While the sentence imposed in the Auckland District Court on April 14 was the largest-ever fine under the Fair Trading Act, the Commission will argue that it is manifestly inadequate.
Commerce Commission Chair, Anna Rawlings, says the Commission will argue the fine did not appropriately reflect the seriousness of the offending, and the size and financial resources of Vodafone. The Commission will also argue that Vodafone’s conduct was wilful (rather than grossly careless) and allowed Vodafone to make significant commercial gains.
“The Commission sees this case as raising important issues relating to compliance with the Fair Trading Act.
“The fines imposed for this type of offending must be significant enough to deter Vodafone and other large businesses from engaging in this type of conduct in the future.
“The Commission sees benefits in clarifying the application to this case of the Court of Appeal’s decision in 2020 in Steel & Tube, which sets out a framework for sentencing decisions under the Fair Trading Act.”
The Commission had originally sought a fine of $5.8 million and is appealing the $2.25 million sentence.
“We will argue that the District Court did not apply adequate uplift to ensure that the fine sufficiently reflects the offending of a large corporate offender like Vodafone,” Ms Rawlings says.
The Commission will also ask the High Court to reconsider the evidence presented from individual consumers as to the harm that they suffered as a result of Vodafone’s breaches.
Vodafone was found guilty, following a two-week trial, of conduct liable to mislead consumers into believing that FibreX was a fibre-to-the-home broadband service, when it was not. Vodafone also pleaded guilty to charges relating to its online address checker, which suggested to consumers that FibreX was the only available broadband service at their address, when that was not true.

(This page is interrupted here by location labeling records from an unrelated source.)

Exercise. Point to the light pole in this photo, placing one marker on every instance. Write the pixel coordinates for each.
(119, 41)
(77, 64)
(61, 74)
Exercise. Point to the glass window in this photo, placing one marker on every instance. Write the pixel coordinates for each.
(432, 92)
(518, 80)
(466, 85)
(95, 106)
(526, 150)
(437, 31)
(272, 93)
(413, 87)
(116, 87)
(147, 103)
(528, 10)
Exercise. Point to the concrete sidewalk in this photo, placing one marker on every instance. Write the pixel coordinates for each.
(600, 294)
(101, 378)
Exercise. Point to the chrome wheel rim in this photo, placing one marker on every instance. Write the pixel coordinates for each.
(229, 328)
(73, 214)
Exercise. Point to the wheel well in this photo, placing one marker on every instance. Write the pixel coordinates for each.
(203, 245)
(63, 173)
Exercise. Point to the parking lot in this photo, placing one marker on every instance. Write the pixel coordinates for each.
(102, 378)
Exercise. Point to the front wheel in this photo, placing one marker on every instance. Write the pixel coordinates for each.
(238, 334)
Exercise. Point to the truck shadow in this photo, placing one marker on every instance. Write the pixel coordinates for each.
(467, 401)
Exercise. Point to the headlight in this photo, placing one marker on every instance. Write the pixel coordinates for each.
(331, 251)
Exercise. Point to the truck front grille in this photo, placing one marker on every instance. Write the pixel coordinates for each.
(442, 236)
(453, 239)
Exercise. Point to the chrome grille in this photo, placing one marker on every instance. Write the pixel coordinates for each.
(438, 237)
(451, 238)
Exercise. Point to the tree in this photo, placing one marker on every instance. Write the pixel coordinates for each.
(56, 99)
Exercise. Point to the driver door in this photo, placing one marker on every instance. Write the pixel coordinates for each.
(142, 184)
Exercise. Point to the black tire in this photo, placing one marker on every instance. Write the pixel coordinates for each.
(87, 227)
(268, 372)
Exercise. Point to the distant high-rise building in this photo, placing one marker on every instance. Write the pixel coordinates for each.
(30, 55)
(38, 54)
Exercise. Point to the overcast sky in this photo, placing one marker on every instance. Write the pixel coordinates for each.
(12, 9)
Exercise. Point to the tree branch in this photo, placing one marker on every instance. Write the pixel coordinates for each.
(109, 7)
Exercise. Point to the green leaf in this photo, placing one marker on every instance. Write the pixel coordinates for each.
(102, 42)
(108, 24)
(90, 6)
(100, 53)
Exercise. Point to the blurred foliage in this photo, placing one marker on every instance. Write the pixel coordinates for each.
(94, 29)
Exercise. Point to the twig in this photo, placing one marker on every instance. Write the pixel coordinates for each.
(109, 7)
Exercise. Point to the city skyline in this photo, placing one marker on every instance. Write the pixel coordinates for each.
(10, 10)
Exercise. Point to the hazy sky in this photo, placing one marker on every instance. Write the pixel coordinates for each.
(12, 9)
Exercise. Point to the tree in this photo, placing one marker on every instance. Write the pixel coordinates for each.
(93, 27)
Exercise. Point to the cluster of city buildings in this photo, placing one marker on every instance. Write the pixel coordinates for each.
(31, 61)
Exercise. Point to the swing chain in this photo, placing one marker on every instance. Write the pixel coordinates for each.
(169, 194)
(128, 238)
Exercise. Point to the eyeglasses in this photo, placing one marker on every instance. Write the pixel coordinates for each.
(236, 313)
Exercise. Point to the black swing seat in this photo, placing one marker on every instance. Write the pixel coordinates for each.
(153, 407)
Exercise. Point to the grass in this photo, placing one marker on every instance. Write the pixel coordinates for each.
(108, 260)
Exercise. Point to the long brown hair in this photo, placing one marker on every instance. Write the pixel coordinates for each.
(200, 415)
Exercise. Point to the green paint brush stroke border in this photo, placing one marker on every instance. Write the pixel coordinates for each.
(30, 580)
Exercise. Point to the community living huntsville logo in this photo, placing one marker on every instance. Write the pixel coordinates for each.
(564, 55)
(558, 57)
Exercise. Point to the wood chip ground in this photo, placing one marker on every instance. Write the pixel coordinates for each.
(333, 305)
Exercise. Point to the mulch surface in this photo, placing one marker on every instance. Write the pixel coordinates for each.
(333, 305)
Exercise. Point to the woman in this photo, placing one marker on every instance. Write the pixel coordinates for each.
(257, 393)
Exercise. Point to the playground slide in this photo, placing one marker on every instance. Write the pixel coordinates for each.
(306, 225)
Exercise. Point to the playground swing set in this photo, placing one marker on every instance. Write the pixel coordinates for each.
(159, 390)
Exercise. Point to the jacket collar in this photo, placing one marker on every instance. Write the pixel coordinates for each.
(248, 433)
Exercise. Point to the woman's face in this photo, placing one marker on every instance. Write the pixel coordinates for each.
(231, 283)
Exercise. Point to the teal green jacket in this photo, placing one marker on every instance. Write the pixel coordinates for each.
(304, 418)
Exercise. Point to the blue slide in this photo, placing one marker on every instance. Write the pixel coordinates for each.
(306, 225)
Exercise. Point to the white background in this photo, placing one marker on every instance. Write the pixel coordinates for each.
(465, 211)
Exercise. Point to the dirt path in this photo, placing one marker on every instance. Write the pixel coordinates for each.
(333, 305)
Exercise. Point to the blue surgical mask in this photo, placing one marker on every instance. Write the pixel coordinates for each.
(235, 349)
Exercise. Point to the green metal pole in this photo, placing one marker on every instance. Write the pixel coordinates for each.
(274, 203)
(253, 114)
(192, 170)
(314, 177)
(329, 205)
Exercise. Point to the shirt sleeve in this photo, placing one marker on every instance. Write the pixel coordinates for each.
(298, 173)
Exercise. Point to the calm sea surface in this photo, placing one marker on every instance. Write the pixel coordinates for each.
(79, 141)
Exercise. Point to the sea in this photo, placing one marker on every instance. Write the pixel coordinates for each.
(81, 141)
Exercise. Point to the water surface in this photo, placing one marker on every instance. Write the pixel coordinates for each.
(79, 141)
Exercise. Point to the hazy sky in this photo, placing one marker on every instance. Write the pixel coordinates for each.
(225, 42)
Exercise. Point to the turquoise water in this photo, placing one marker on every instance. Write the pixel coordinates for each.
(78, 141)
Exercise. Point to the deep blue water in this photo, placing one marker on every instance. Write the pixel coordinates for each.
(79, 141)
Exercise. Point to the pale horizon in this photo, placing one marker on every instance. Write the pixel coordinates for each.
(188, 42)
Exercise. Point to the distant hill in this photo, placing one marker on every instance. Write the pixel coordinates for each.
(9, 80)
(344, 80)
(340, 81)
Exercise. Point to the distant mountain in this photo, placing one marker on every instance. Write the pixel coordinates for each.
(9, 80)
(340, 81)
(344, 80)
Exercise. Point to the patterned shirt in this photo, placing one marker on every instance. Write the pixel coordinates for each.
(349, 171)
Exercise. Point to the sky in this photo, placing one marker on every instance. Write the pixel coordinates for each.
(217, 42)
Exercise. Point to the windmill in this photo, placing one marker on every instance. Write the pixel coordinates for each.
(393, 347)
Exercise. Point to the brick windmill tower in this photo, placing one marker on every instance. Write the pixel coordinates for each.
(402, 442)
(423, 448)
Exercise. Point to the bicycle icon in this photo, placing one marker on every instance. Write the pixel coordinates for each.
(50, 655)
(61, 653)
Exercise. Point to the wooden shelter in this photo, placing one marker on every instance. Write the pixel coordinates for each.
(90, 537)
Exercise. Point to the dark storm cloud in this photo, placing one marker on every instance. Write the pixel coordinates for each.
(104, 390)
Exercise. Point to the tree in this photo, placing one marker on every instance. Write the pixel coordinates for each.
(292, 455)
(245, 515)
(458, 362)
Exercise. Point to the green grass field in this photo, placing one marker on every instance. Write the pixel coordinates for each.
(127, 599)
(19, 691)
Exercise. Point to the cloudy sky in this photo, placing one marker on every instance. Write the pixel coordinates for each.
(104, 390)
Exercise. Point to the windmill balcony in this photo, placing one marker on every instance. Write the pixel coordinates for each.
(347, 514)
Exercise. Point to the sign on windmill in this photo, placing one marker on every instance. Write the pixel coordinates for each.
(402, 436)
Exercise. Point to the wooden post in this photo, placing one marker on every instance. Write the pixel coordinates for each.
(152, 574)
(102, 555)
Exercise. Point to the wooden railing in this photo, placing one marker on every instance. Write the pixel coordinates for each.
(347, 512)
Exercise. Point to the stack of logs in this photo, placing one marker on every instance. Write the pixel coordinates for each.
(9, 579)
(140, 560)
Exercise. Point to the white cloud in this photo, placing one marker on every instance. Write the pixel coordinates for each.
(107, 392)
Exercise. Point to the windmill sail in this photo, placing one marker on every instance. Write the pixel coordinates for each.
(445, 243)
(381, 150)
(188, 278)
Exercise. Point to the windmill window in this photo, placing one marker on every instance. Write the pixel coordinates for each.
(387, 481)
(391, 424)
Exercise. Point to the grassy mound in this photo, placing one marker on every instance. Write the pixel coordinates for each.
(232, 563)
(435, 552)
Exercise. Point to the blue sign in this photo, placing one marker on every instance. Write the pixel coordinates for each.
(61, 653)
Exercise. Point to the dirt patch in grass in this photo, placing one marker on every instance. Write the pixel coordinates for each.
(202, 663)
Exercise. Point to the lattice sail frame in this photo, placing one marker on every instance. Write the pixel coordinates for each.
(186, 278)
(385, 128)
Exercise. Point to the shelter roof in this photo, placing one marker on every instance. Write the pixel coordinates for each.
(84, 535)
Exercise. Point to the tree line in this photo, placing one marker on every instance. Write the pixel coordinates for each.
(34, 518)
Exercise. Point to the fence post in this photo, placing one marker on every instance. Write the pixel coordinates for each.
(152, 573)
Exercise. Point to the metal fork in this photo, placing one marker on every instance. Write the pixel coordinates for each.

“The promotion of Vodafone FibreX denied consumers the ability to make an informed choice about FibreX or to choose the type of broadband most appropriate for their needs,” Ms Rawlings says.
It also impacted competition for the supply of broadband services in New Zealand. By misleading consumers into believing FibreX was fibre-to-the-home, Vodafone gave itself an unfair advantage over its competitors who were selling true “fibre”, including local fibre companies and other retailers.
Vodafone’s conduct coincided with Government investment of more than $1.5 billion in the roll-out of UFB (Ultra-fast Broadband). This investment had a focus on stimulating consumer uptake of fibre-to-the-home broadband services.
Around 250,000 households in Wellington, Kapiti and Christchurch were targeted by Vodafone’s FibreX campaign.
Vodafone continued with the campaign even after being contacted by the Commission following consumer complaints.
As this matter is now before the court, the Commission will not be commenting further at this time.
The judgment from 14 April 2022 is available on our case register here.
Vodafone was sentenced in the Auckland District Court on 14 April 2022 for 18 representative charges under section 11 of the Fair Trading Act 1986 (FTA) relating to conduct in Wellington, Kapiti and Christchurch, where its “FibreX” branded service was offered, between 26 October 2016 and 28 March 2018.
The 18 charges comprise:
- nine charges relating to Vodafone’s representations on its website about the availability of fibre-to-the-home (FTTH) broadband services, to which Vodafone pleaded guilty on 16 November 2018; and
- nine further charges arising from Vodafone’s branding and advertising of its Hybrid Fibre Cable (HFC) broadband service, of which Vodafone was found guilty in the Auckland District Court in April 2021 after a 14 day trial.